What drives physician compensation? The answer was a relatively simple equation for years: total practice revenue minus total practice expenses.
This calculation can still be used for a physician-owned medical group, since the practice functions as a closed financial entity and the amount available to pay the physician-owners is limited to the practice’s ability to generate profits. But these traditional market drivers are evolving now that more physicians are employed by hospitals.
Hospital-owned practices function very differently from their physician-owned peers. A practice that is part of a larger health system can draw on the resources of its parent organization for common expenses such as utilities, executive management, contracting or information technology. A hospital-owned practice can also draw on its health system to subsidize unique practice expenses such as physician compensation.
Hospital-owned practices are not constrained by internal financial performance; however, they do have to comply with complex legal and regulatory rules that affect physician pay. In general, hospital-owned practices determine a target amount based on multiple national physician compensation surveys and apply a productivity-based compensation formula aligned with productivity goals to determine target compensation, rewarding high producers with greater compensation while penalizing doctors with lower productivity.
Examining the multiyear data available in MGMA DataDive Provider Compensation, the trends in compensation for physician- and hospital-owned practices vary, depending on the outcome of different economic drivers.
Figure 1 and Figure 2 provide insights into those compensation changes. Figure 1 shows median compensation in 2013 and 2017 and the five-year change in compensation for six specialties. As shown in the five-year trend section, compensation in hospital-owned practices increased at a much greater rate (and in some specialties, at a rate three to four times greater) than in physician-owned practices.
The slow growth in physician-owned practices reflects the general economic stagnation of government and commercial payers limiting increases in payment, while operating costs continue to increase. Since these practices are self-supporting financially, increases in physician compensation are generally earned through increased productivity and introducing new service lines, but the increases are self-limited. Hospital-based practices do not have the same restraints when competing with other hospitals in their markets. As a result, hospitals have an option to “bid up” physician compensation to recruit new doctors and to stay competitive with the competition.
An even more interesting view of how compensation has changed is displayed in Figure 2, which shows how five years ago compensation in hospital-owned practices was generally slightly less than the compensation of doctors who owned their practices. Five years ago, the strategy for hospitals was to base physician compensation targets on an aggregate of published survey data. Since survey data covers the previous year, and the hospital was generally projecting its target for its next fiscal year, compensation levels lagged behind what private practice doctors earned. The lag is mirrored in the payment levels being lower than 100%.
There were several exceptions to this observed lag, even five years ago. Several years earlier, cardiology underwent significant changes in how government payers compensated cardiology imaging and related ancillary services in doctor’s offices. These changes were responsible for reducing the amount paid to doctor-owned practices under Medicare Part B compared to hospital-owned practices, which had different payment rules. Consequently, many hospitals entered a strategy of acquiring cardiology practices, paying their newly employed cardiologists competitive salaries and reaping the financial benefit of providing the cardiology ancillary services in another part of their system. A similar situation existed in urology: Many health systems created specialized departments and either acquired urology practices or recruited doctors, thereby increasing the demand for urologists and driving up market compensation levels.

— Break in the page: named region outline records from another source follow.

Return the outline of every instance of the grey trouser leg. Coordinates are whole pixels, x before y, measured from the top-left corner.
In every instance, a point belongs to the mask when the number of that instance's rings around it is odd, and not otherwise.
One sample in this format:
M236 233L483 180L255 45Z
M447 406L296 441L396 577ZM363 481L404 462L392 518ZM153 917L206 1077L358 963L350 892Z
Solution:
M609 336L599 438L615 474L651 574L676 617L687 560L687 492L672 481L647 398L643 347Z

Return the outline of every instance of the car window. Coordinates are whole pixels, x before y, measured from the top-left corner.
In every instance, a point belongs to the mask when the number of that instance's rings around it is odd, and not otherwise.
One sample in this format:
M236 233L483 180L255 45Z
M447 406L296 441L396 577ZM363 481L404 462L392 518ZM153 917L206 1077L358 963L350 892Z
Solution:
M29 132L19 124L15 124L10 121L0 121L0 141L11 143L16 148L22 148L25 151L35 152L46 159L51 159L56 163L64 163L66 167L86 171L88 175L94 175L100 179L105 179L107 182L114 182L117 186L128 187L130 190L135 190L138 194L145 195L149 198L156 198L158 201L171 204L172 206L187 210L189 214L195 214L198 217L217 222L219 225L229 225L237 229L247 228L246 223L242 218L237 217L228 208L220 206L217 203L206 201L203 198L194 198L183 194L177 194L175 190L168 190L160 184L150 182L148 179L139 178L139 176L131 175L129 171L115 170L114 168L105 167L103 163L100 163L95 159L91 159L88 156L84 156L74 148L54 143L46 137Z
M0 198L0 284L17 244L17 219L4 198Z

As Figure 2 shows, in 2017, hospitals paid higher compensation than private-practice physicians earned. While observed in many specialties, the premium has not yet occurred in family practice without OB, probably due to the large number of physicians in the specialty and the relative ease of recruiting compared to the other specialties.
The economic environment for physicians is complex. As more physicians are employed by health systems, the economic dynamics driving physician compensation will become even more complicated. Where once private practices drove compensation levels, now it’s health systems with their ability to apply unrestrained resources to recruit and retain providers that seem to be the force affecting the market.